Your loved one may be concerned that you’ll use these documents before you have to, so be sure to reassure them that you’ll only use the information in an emergency or when they’re not able to.
- Get access to financial accounts
Getting access to your loved one’s bank accounts requires advance planning and likely, some specific paperwork.
Banks and other financial institutions have strict rules about who can access accounts. And sometimes, they require their own documents to be completed even if you already have a Power of Attorney.
To write checks or withdraw money from their accounts, you could become authorized to conduct transactions.
To get access to a safe deposit box, they can authorize a “deputy” or “agent.”

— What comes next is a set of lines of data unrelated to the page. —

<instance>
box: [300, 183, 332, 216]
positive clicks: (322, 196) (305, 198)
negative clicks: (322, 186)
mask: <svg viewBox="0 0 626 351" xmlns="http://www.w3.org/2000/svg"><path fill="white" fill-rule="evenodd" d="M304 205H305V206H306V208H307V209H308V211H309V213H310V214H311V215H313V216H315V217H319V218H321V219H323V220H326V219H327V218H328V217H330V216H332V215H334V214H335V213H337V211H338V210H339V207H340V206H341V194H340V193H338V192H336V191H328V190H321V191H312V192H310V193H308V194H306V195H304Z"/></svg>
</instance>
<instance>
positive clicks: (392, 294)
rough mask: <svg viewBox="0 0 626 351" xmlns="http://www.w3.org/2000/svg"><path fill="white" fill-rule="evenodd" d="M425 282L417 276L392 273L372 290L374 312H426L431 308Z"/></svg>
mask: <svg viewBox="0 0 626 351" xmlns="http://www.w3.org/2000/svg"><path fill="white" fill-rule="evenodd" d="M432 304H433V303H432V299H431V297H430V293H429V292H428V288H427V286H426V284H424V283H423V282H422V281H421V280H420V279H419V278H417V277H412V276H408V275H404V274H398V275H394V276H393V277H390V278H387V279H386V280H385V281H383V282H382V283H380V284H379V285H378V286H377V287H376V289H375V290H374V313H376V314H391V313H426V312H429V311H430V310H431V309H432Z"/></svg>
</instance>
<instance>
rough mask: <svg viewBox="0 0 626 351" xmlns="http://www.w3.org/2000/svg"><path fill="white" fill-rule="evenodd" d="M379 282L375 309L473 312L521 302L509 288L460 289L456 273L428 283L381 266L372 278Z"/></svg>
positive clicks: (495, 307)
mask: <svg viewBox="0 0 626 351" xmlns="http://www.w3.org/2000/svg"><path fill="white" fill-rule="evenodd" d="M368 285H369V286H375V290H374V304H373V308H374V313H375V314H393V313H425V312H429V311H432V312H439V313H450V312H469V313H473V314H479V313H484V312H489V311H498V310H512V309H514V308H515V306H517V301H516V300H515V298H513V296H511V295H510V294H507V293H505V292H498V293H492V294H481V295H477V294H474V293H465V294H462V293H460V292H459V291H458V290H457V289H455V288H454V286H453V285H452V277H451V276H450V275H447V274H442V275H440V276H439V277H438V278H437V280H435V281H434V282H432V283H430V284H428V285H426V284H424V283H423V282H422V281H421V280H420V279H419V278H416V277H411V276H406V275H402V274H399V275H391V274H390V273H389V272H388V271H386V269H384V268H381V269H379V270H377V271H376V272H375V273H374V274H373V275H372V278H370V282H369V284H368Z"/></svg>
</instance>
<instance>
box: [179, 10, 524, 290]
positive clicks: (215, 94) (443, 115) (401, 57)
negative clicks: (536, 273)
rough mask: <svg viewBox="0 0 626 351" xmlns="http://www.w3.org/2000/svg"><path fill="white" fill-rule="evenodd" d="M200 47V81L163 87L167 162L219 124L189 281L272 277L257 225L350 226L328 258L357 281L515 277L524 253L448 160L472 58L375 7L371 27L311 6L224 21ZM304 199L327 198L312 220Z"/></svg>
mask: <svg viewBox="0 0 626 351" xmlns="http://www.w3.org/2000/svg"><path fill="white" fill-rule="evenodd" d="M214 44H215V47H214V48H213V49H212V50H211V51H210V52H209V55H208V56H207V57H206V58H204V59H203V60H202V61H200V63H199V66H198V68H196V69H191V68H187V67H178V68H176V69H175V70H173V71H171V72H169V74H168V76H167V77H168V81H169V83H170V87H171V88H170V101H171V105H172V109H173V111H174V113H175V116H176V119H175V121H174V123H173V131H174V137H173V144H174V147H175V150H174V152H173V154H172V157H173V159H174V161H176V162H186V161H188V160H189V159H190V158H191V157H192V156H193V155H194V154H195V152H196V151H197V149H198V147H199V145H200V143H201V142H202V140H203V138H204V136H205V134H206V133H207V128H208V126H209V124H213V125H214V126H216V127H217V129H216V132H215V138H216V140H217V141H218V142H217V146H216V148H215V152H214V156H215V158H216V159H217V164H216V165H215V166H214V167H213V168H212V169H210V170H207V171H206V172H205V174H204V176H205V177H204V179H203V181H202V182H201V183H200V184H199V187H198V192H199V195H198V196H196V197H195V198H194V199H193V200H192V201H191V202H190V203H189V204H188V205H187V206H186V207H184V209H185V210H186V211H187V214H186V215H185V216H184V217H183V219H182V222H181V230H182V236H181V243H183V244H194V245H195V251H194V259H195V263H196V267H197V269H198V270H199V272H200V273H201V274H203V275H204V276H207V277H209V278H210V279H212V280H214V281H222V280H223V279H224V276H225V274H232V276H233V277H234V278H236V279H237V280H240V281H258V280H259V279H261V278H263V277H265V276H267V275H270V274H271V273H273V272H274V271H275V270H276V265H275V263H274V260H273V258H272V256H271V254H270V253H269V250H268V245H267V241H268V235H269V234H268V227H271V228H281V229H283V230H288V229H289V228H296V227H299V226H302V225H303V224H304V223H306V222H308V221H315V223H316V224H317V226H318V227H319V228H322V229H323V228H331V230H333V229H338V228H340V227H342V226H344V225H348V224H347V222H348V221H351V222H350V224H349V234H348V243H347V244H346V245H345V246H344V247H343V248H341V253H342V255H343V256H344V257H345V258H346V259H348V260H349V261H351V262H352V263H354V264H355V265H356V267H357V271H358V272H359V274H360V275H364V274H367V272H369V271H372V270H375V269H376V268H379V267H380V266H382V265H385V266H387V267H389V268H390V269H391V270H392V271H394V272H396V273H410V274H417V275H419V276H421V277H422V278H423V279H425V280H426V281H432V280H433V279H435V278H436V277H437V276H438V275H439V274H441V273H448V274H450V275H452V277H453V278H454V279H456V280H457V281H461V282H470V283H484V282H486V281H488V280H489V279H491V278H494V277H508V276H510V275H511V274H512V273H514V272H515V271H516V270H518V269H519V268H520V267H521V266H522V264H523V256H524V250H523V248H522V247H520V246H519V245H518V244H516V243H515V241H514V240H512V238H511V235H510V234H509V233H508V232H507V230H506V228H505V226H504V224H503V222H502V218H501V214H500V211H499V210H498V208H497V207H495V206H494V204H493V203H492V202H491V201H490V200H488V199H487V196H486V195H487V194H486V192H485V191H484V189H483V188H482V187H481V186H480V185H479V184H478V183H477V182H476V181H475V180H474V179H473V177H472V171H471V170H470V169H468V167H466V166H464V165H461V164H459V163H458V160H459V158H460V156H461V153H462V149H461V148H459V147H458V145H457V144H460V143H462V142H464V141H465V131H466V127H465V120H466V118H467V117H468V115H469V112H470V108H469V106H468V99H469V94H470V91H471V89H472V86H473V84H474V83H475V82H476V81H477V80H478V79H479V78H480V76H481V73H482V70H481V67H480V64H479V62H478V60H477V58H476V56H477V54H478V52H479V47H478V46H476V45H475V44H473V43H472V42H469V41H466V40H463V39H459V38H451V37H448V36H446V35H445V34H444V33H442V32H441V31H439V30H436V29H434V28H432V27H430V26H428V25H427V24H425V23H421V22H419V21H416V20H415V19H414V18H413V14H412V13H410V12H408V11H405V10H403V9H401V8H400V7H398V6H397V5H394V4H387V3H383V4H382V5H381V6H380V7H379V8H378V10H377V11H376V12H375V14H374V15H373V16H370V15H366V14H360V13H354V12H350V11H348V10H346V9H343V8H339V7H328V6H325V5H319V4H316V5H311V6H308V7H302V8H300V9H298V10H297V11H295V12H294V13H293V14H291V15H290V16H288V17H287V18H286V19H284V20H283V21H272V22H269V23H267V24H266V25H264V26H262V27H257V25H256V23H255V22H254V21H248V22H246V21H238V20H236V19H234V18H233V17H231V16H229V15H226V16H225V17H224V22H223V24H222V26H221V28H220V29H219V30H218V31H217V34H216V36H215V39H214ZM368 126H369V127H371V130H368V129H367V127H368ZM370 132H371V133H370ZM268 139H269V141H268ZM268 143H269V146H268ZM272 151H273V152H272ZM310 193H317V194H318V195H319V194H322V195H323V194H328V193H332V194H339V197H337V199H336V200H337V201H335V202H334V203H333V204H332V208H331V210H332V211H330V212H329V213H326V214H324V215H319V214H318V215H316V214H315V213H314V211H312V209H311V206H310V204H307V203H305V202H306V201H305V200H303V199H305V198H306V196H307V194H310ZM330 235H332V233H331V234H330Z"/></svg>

Important: Before signing paperwork or getting joint access to any accounts, consulting with a fiduciary, elder law attorney, financial planner, or other qualified professional is always recommended to avoid unintended consequences.
- Keep family informed
Your loved one should stay involved in their financial decisions as long as they can.
But if that’s not possible and you need to take full responsibility, it’s wise to share information with other family members or involve them in the process.
This helps avoid conflicts later, like one person accusing another of inappropriately spending the older adult’s money behind the family’s back.
Holding family meetings to discuss finances is also a good way to keep everyone up to date on spending and income.
It’s also smart to keep a record of significant discussions, decisions, and actions in case there are disputes in the future.
- Prepare for the future
If your loved one doesn’t already have a will, now is the time to convince them to meet with a lawyer and start the process.
These key legal documents are important because they affect how their assets are distributed when they pass away.
It’s also important to complete other essential legal documents like a Power of Attorney or living will. This allows you to make decisions and take action quickly during a health crisis.